The Gospel reading from St. Mathew today has me reflecting on the nature of authority. It is not my favorite topic because I can remember different occasions when I have been accused of having a problem with authority.
Nobody would accuse the centurion in the Gospel of having a problem with authority—either giving orders or accepting orders. He recognized without fail the authority of Jesus. He believed that if Jesus ordered his servant to be cured, then he would be cured. Distance offered no obstacle to the power and authority of Jesus’ word. And Jesus was amazed at the faith of this “nonbeliever” and holds him up as an example to us all.

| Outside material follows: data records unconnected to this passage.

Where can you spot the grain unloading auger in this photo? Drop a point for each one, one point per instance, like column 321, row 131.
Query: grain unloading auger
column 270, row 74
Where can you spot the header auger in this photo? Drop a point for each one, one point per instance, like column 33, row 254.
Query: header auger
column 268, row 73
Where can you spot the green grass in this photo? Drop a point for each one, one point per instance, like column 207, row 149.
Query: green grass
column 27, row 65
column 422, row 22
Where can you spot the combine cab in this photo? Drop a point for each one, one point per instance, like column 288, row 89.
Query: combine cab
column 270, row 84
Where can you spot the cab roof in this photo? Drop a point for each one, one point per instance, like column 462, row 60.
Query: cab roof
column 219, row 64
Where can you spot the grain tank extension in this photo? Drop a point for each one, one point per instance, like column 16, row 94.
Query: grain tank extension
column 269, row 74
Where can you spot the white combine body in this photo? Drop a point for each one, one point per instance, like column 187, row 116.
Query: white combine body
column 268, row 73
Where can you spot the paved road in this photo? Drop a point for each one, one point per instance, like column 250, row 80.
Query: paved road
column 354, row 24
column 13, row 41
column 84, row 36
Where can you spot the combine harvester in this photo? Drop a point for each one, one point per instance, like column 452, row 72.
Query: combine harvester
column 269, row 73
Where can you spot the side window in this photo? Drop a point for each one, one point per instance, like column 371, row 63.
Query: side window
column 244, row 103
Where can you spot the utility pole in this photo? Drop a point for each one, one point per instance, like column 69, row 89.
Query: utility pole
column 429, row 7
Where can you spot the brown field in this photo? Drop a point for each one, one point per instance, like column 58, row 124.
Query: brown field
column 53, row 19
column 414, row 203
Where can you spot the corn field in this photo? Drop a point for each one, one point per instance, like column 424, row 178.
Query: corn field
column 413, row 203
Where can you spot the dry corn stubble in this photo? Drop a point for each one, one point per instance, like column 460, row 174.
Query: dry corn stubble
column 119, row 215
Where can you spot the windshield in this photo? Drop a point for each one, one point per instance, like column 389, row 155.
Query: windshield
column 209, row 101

I imagine that all of us recognize the authority of the Word of God. But the necessary condition for that authority to be a transformative force in our lives is that we welcome the message of Jesus into the depth of our being. We all hear the words of Jesus when the scriptures are proclaimed, but for the word to be transformative, for the words to be authoritative, we must encounter the Word made flesh in our hearts. The good news is that Jesus wants to “enter under our roof” and make his home in our heart.
Often the first thought we have about authority is to resist the notion that someone can order us to do something that we would rather not do. But what is the word of Jesus and why should we fear it? The authoritative pronouncements, the orders that Jesus give his disciples are:
Come to me and be healed.
Know that nothing can separate you from my love.
Believe the Good News and be saved.
I have already forgiven you. Go and sin no more.
Love God and your neighbor.
Can we hear and accept the authority of these pronouncements and allow our trust in the words of Jesus to transform our lives? If yes, then we are like the centurion. Even more, maybe then we can be a missionary like St. Francis Xavier and say yes to the command to proclaim the Good News to the ends of the earth.
St. Francis Xavier was the prototypical missionary. He heard the word of God and accepted the mission of making the first proclamation of the Gospel to peoples in Asia. Unlike St. Francis Xavier, our missionary identity is probably not defined by geography. Instead, our missionary vocation finds expression as we strive to imitate our founder, St. Gaspar, who did not take the message of Jesus to the ends of the earth, but to the edges of the Church and society.
Today we ask the intercession of St. Francis Xavier to open our hearts to the word of God and give us the courage to be missionary disciples.
Fr. William Nordenbrock, C.PP.S., is the moderator general of the Missionaries of the Precious Blood worldwide. An Ohio native, he now lives in Rome. The Congregation serves in over 20 countries around the globe.